Income tax repeal bills also are pending in the Senate, but Robideaux said if senators pushed those bills, he doesn’t believe the House would support those either.
“I wasn’t going to vote for anything. I don’t think they were coming out,” said Rep. Eddie Lambert, R-Gonzales, a member of the Ways and Means Committee. “I don’t know how much more you can cut” from the budget.
To start Monday’s committee meeting, Robideaux read a statement in which he thanked Jindal for starting the debate, talked of his conversations with lawmakers and House leaders and cited policy analysis by nonpartisan groups.
“My preference is that we should indefinitely defer consideration of these bills. This is a difficult, but I believe, necessary action,” he said.
He offered lawmakers sponsoring the tax repeal bills the ability to continue the hearing if they wanted their proposals to receive a vote.
Instead, the three representatives — Republican Reps. Hunter Greene of Baton Rouge, Kirk Talbot of River Ridge and Barry Ivey of Central — each walked to the table and asked to pull his tax repeal bills from consideration.
“Since you’re voluntarily deferring the bill, I just want to make sure that we’re not going to see it again this session?” Rep. Regina Barrow, D-Baton Rouge, asked Talbot.
“Probably not,” Talbot replied.
Ivey, a newly-elected lawmaker, said he was disappointed to shelve his bill. He noted the audience was packed with opponents, but said, “There’s a lot of people for tax reform. They just happen to be working and paying taxes right now, so they couldn’t be here.”
Jindal initially sought to eliminate the individual and business income taxes in January 2014 and replace them with higher sales taxes charged on previously untaxed items, boosted tobacco taxes and the removal of dozens of tax breaks on the books. The governor said the change would improve job creation and economic development.
His tax package ran into strong opposition from religious leaders, the state’s leading business organization and lawmakers from both sides of the aisle. Nonpartisan groups said his plan didn’t balance and would leave the state with a budget hole, and a recent poll showed the governor’s proposal was highly unpopular.
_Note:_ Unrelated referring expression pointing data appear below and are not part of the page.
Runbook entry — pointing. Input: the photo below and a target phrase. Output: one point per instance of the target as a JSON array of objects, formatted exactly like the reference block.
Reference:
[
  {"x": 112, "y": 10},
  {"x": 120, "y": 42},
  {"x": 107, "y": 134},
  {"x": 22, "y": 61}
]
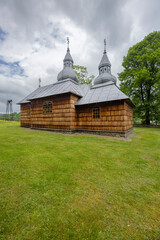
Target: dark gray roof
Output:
[
  {"x": 102, "y": 93},
  {"x": 98, "y": 93},
  {"x": 68, "y": 56},
  {"x": 104, "y": 61},
  {"x": 61, "y": 87}
]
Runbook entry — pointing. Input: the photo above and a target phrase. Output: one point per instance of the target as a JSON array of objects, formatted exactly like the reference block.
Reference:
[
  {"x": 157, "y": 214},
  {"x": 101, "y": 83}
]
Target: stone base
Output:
[{"x": 122, "y": 134}]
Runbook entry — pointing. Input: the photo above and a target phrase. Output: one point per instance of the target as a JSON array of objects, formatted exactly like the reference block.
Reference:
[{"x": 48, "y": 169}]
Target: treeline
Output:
[{"x": 14, "y": 116}]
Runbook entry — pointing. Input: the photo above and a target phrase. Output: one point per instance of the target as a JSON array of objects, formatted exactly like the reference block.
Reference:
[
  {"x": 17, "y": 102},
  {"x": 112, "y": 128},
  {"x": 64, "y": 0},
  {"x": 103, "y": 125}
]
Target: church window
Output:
[
  {"x": 28, "y": 109},
  {"x": 47, "y": 107},
  {"x": 96, "y": 112}
]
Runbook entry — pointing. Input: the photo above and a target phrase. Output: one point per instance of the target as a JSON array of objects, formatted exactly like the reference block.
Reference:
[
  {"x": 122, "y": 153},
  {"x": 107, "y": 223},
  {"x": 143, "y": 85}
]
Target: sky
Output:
[{"x": 33, "y": 38}]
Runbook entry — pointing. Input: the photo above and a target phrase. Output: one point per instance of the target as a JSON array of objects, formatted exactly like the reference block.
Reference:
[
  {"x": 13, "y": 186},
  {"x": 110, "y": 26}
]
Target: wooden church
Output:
[{"x": 68, "y": 106}]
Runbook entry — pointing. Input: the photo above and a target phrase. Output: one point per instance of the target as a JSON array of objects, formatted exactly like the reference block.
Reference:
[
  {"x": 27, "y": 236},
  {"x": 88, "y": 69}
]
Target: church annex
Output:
[{"x": 68, "y": 106}]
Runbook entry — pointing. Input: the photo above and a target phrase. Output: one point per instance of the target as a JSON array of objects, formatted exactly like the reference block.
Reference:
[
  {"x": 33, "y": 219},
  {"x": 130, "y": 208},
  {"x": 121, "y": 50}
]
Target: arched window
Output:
[
  {"x": 28, "y": 109},
  {"x": 96, "y": 112},
  {"x": 47, "y": 107}
]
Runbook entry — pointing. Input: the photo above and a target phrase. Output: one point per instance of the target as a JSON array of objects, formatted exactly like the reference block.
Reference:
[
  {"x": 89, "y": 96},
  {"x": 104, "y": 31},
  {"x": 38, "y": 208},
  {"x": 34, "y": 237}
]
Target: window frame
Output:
[
  {"x": 49, "y": 106},
  {"x": 97, "y": 115}
]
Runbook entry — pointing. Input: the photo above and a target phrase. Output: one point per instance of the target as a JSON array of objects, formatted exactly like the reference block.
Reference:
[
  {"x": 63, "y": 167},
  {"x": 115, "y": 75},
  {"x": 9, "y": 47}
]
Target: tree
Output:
[
  {"x": 140, "y": 79},
  {"x": 82, "y": 74}
]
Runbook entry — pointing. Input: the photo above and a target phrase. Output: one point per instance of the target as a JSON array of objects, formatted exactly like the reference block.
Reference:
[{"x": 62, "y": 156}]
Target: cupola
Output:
[
  {"x": 67, "y": 71},
  {"x": 104, "y": 69}
]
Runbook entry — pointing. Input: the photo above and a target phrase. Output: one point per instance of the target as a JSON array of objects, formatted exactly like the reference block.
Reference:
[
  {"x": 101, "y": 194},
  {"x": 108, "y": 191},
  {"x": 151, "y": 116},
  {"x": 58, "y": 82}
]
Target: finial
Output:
[
  {"x": 67, "y": 44},
  {"x": 105, "y": 45},
  {"x": 39, "y": 82}
]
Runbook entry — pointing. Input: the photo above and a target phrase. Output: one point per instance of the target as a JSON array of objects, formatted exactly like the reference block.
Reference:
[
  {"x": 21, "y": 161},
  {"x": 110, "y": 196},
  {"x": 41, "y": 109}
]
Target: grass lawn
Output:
[{"x": 55, "y": 186}]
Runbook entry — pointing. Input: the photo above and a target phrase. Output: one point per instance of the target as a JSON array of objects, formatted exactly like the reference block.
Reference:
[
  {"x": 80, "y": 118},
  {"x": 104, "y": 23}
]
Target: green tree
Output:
[
  {"x": 140, "y": 79},
  {"x": 82, "y": 74}
]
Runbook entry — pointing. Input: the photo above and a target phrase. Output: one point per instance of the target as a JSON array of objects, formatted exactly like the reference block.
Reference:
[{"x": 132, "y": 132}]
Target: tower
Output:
[
  {"x": 9, "y": 110},
  {"x": 104, "y": 70}
]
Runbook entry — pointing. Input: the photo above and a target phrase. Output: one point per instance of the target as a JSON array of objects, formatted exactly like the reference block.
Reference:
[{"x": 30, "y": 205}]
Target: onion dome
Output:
[
  {"x": 67, "y": 71},
  {"x": 104, "y": 69}
]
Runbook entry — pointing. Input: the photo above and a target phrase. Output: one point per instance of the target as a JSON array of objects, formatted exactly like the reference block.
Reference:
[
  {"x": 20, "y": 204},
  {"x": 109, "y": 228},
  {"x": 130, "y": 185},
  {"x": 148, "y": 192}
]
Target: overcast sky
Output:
[{"x": 33, "y": 38}]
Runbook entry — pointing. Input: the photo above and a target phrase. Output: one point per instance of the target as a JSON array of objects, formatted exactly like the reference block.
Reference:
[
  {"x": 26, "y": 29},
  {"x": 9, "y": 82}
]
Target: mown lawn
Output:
[{"x": 55, "y": 186}]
Last week, on the opening day of the regular session, Jindal ditched his tax package and instead told lawmakers he’d support a phased out income tax repeal. He gave them no parameters on how to get there or whether to replace the lost revenue.
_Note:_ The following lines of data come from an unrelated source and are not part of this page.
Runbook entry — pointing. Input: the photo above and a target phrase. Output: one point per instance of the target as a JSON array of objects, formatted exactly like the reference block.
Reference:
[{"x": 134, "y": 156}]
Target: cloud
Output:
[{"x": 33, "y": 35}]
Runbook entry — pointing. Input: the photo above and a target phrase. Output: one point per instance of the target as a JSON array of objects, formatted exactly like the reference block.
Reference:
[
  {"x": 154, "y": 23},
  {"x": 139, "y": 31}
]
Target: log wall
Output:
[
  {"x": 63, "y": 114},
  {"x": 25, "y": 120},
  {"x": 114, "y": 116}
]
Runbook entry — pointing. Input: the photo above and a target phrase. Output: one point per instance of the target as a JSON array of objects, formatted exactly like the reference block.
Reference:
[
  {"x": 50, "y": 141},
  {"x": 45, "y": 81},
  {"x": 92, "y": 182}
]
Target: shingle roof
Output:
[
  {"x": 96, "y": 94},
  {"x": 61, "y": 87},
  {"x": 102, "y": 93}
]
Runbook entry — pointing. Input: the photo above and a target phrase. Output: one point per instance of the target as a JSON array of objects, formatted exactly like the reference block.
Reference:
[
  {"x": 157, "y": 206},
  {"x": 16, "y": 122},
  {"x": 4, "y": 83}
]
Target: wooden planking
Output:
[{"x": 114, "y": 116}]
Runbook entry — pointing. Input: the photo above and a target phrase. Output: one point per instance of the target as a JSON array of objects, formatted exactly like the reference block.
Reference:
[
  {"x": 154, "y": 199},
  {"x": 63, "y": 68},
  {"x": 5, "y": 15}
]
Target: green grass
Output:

Nonpartisan government watchdog groups and business leaders said the two-month session was too short to come up with a well-conceived plan that doesn’t devastate critical services.
The Council for A Better Louisiana was pleased the repeal likely was dead for the session.
“What concerned us was the timing and the Legislature’s ability to realistically craft a new tax reform policy that would be well-conceived, thorough and understood and supported by taxpayers — all in a matter of a few short weeks. We just didn’t think that was possible given the many complexities,” CABL President Barry Erwin wrote in a statement.